As shown in Figure 7-22, the in-order traversal of a binary tree follows the "left \(\rightarrow\) root \(\rightarrow\) right" traversal order, and a binary search tree satisfies the size relationship "left child node \(<\) root node \(<\) right child node".

This means that in-order traversal in a binary search tree always traverses the next smallest node first, thus deriving an important property: **The in-order traversal sequence of a binary search tree is ascending**.

Using the ascending property of in-order traversal, obtaining ordered data in a binary search tree requires only \(O(n)\) time, without the need for additional sorting operations, which is very efficient.

Figure 7-22 In-order traversal sequence of a binary search tree

## 7.4.2 Efficiency of binary search trees¶

Given a set of data, we consider using an array or a binary search tree for storage. Observing Table 7-2, the operations on a binary search tree all have logarithmic time complexity, which is stable and efficient. Only in scenarios of high-frequency addition and low-frequency search and removal, arrays are more efficient than binary search trees.
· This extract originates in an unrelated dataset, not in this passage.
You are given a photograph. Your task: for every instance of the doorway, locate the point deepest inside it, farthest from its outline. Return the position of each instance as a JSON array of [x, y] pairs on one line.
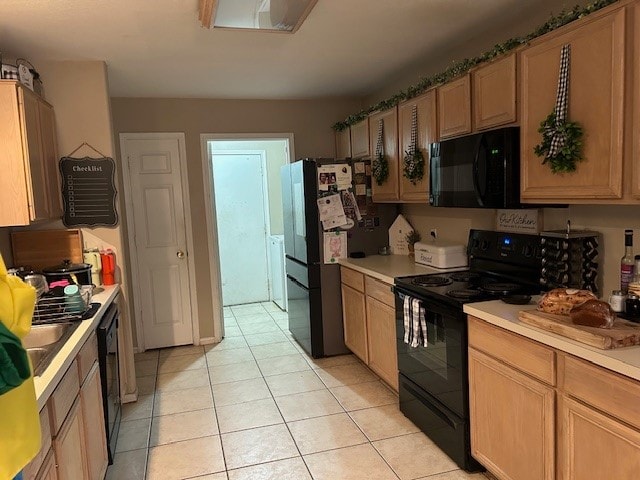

Table 7-2 Efficiency comparison between arrays and search trees

Unsorted array | Binary search tree | |
---|---|---|

Search element | \(O(n)\) | \(O(\log n)\) |

Insert element | \(O(1)\) | \(O(\log n)\) |

Remove element | \(O(n)\) | \(O(\log n)\) |

In ideal conditions, the binary search tree is "balanced," thus any node can be found within \(\log n\) loops.

However, continuously inserting and removing nodes in a binary search tree may lead to the binary tree degenerating into a chain list as shown in Figure 7-23, at which point the time complexity of various operations also degrades to \(O(n)\).

Figure 7-23 Degradation of a binary search tree

## 7.4.3 Common applications of binary search trees¶

- Used as multi-level indexes in systems to implement efficient search, insertion, and removal operations.
- Serves as the underlying data structure for certain search algorithms.
- Used to store data streams to maintain their ordered state.